Знахарь рассмеялся — негромко, старчески, скрипуче. Умолк, вытер слюну с губ.
— Если б я был чуток моложе, мне б интересно стало, как вы там живете и как ты, дед, в Европах оказался. Но я слишком стар, чтобы слушать про умирающих. Надоело уже. Хватит и того, что то и дело приходится хоронить подобных мне. В вашем хождении один смысл: смерть вы себе хорошую ищете. Чтобы со значением. Чтобы не стыдно напоследок за мир, который прогадили. Вы не думайте — я такой же. Я вас понимаю. Мне тоже мир спасать хочется. Только вот новые, которые родились после и выжили, — им нас не надо. Это не их вы хотите спасать — а мира нашего остатки. Сгнить не даете спокойно. Ну ладно. К чему мораль вам читать, старики только и могут, что за старое цепляться. Я-то думал, чего молодые за вами пошли. А им небось с вами, полудохлыми, пройти велели, чтобы на смерть глянуть? Чтоб мужчинами стать, или, как по-ихнему, волками? Да можешь и не говорить мне, я по лицу вижу. Но я вас уважаю, деды. Я вот, боюсь, и такой смерти, какую вы себе делаете, не увижу. Подохну, судя бабью свару. Потому я вам с похоронами помогу. Припасов дам. И подмогу отправлю с вами. Должок за мной — мои волки на ваше мясо покусились. Есть у нас один, которого за смертью пора посылать. Его уже приговорили «мясом» сделать.

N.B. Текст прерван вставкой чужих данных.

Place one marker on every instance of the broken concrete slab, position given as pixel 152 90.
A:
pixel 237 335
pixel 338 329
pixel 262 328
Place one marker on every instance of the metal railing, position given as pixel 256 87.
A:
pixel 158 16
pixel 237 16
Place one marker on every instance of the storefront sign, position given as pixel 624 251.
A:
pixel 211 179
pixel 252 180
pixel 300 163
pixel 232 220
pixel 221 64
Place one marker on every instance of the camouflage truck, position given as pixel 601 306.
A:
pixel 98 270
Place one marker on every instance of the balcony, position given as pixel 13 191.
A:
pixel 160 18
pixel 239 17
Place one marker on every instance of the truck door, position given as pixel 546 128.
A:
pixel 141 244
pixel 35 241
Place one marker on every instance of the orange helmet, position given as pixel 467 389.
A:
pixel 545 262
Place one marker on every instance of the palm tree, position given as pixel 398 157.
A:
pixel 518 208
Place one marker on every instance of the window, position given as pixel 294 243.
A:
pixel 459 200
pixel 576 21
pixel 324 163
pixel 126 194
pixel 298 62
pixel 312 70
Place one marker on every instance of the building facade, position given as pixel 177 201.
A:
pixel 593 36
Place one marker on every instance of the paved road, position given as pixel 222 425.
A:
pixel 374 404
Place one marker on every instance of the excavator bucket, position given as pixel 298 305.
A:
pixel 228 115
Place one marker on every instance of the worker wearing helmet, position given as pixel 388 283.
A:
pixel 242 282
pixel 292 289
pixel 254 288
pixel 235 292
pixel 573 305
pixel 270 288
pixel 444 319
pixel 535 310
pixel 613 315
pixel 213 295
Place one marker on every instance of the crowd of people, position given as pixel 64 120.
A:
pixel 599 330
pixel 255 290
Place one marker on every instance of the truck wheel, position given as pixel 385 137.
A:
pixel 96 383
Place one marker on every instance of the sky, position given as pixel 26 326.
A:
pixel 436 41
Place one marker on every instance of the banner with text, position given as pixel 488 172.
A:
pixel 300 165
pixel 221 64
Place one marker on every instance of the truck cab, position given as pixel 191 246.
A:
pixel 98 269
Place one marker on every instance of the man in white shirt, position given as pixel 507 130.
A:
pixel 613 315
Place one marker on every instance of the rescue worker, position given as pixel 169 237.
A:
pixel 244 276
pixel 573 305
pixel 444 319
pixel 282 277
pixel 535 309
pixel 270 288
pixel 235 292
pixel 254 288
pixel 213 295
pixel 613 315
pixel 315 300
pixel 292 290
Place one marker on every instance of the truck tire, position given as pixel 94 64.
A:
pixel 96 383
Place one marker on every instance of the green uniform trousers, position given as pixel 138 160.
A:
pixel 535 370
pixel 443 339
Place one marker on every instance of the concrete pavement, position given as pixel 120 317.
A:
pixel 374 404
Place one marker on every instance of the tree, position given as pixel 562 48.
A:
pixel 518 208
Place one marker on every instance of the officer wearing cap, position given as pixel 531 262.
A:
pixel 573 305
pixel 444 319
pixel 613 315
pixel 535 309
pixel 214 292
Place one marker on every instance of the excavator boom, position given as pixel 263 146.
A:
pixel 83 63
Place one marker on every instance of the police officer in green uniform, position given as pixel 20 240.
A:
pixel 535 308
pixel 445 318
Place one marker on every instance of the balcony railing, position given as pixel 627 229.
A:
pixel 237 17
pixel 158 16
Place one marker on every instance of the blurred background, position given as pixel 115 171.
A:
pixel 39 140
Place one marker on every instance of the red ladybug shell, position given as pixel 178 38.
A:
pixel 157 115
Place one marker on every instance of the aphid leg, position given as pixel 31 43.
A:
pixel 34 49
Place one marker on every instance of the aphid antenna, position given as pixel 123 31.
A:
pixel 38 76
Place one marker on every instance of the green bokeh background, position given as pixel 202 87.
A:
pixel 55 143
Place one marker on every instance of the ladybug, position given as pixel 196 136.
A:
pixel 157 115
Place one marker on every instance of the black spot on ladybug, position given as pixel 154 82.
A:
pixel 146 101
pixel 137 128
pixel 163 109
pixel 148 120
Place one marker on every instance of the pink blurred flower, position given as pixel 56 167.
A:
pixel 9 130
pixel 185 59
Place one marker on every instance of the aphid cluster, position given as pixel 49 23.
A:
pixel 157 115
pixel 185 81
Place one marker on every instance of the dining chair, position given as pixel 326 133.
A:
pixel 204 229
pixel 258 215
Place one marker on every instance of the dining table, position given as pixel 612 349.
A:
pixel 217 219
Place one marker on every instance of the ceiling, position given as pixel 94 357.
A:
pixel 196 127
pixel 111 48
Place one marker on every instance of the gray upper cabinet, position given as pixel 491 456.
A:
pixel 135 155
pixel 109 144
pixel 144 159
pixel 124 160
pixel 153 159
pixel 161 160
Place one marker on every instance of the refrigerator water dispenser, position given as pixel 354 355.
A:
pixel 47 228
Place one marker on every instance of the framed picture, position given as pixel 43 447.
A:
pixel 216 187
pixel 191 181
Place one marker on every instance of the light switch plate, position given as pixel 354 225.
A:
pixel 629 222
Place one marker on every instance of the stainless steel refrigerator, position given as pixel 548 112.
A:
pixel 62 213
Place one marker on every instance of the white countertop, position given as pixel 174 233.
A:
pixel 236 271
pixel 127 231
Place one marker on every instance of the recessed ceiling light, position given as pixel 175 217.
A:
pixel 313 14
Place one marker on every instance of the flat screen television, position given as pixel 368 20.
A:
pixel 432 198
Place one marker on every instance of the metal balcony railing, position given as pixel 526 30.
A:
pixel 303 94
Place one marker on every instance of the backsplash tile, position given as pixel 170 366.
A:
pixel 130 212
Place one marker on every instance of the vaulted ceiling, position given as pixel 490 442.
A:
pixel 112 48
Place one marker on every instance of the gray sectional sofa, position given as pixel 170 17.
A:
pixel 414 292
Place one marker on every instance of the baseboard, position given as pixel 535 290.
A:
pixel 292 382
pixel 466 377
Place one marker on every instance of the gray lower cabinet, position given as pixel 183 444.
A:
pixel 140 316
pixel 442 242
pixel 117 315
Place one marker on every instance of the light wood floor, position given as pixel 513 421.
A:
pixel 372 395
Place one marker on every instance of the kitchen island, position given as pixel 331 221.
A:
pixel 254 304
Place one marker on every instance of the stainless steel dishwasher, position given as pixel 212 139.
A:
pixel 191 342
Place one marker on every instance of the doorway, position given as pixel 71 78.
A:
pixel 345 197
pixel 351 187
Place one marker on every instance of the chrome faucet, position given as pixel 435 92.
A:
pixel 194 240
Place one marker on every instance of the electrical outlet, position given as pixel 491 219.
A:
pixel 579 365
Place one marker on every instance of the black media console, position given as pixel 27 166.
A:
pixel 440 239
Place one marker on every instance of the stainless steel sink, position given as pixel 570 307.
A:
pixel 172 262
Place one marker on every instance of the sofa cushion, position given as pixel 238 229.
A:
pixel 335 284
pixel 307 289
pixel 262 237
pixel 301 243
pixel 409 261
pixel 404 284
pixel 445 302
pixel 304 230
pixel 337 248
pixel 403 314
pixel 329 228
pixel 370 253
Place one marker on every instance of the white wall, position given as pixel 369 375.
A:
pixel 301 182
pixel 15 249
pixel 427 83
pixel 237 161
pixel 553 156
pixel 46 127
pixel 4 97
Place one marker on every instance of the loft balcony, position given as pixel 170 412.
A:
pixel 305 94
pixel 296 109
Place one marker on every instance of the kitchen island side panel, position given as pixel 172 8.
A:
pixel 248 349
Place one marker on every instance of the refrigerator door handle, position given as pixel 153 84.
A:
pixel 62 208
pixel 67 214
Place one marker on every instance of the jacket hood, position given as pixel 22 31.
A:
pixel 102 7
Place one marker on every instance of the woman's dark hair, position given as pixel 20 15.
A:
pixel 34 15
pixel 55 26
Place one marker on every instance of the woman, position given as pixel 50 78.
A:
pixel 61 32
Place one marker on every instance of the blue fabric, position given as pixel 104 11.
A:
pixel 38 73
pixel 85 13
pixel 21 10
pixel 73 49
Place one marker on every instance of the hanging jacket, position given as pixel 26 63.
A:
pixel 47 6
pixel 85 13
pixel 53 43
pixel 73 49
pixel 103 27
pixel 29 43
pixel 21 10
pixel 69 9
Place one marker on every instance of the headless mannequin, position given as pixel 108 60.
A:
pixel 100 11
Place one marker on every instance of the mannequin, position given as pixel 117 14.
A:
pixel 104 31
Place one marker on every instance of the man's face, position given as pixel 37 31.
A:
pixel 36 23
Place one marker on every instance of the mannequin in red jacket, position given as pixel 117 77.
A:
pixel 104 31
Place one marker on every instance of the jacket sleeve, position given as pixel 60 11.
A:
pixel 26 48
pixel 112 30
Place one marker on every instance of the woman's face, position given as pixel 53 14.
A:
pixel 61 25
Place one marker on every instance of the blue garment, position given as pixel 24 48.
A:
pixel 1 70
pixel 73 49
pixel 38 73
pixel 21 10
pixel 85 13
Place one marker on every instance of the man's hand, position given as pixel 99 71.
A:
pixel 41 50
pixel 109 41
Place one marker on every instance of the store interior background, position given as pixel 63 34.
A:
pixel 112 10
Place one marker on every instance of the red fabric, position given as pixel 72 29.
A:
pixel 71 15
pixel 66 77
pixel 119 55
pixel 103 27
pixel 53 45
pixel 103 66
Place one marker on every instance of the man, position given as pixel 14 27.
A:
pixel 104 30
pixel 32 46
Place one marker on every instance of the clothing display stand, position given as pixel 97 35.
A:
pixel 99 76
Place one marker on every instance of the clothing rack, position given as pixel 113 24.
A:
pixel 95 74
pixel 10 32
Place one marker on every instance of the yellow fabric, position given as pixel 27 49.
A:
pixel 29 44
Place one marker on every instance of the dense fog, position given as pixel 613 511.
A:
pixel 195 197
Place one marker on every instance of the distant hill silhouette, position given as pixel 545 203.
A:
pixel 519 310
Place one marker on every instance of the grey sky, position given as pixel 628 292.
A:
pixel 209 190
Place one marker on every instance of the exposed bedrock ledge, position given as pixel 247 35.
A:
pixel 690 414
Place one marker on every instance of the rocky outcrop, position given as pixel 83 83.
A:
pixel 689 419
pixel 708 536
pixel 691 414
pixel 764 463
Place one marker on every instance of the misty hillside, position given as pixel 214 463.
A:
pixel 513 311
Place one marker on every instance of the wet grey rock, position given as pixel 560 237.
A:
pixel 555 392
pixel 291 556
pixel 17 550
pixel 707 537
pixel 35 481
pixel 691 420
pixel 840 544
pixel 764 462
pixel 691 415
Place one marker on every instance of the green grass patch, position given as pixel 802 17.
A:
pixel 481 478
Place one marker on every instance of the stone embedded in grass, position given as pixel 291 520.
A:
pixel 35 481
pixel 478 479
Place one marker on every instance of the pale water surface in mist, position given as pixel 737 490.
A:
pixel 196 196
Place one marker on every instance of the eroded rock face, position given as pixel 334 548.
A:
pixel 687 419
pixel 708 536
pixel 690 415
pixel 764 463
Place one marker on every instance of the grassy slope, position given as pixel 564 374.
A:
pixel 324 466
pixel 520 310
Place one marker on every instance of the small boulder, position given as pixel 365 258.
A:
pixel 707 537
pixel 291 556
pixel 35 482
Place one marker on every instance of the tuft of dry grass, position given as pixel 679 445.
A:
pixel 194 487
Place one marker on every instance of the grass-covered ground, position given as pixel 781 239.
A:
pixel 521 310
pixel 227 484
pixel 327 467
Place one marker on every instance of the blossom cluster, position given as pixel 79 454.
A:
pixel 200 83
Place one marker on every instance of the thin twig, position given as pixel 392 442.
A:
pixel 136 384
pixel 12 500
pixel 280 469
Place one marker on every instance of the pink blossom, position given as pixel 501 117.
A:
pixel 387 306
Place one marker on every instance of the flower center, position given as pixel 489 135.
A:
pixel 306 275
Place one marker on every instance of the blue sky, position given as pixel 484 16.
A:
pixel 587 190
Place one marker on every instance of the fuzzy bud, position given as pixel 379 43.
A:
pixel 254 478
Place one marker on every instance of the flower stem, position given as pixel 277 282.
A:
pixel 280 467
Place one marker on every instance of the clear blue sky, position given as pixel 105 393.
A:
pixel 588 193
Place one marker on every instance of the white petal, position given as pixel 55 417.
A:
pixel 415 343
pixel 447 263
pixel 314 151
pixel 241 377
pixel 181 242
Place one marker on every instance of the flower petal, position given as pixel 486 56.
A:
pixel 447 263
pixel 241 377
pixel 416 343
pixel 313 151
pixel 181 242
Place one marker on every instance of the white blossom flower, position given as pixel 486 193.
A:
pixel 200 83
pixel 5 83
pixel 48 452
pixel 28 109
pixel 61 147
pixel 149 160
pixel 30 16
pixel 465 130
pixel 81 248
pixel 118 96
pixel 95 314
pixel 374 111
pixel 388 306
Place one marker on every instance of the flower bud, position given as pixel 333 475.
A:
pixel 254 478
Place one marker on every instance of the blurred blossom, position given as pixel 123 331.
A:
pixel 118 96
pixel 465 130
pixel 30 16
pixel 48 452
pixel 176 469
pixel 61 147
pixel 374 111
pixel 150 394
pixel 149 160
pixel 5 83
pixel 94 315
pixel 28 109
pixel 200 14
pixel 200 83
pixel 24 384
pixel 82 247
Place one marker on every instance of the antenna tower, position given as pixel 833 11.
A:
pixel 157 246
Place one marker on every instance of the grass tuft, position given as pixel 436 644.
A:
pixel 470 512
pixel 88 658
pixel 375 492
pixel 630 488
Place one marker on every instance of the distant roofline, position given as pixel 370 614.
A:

— Это как? — не выдержал Дан. — Вы умеете разрушать иммунитет?
— Иммунитет? — Знахарь рассмеялся снова. — Котята вы слепые, ей-богу. Иммунитет. Ну, повеселили. Зараза — она прежде всего сюда приходит. — Он постучал пальцем по лбу. — Впрочем, чего я вам. Дам я вам этого типа и волков его — кто согласится за ним пойти. Завтра пойдете. А сейчас — гуляйте. После обеда дидько вам приговор скажет. Он здесь по закону нашему власть, не я.
Выйдя, Круз пошел к колодцу и, напившись, вывернул полведра на голову. Но лучше не стало.
Когда смерклось, на площади снова разожгли костер, и дидько, нацепив красный шнур, объявил, что пришлые — гости, полезные и дружеские люди хорошей крови. И потому — пьем пиво!
Люди заулюлюкали, зареготали. Щенки — вместе с ними. Когда стемнело и искры от костра долетели до верхних веток, Последыш плясал с местными у костра, голый по пояс, жилистый и точный. Круз смотрел на него и казался себе замшелым, холодным валуном, утонувшим по пояс в земле.
В сумраке, среди пляшущих теней, Круза отыскал немой. Потянул за рукав, поманил. Круз пошел.
Знахарь ждал его в полуразрушенном каменном доме над рекой. Полкрыши уцелело, навесом прикрыв угол. Сильно пахло псиной. В зарослях у реки заливался лягушачий оркестр.
Знахарь сидел в сумраке, на обломках неузнаваемой уже мебели. Вокруг него сидели волки — Круз насчитал семерых.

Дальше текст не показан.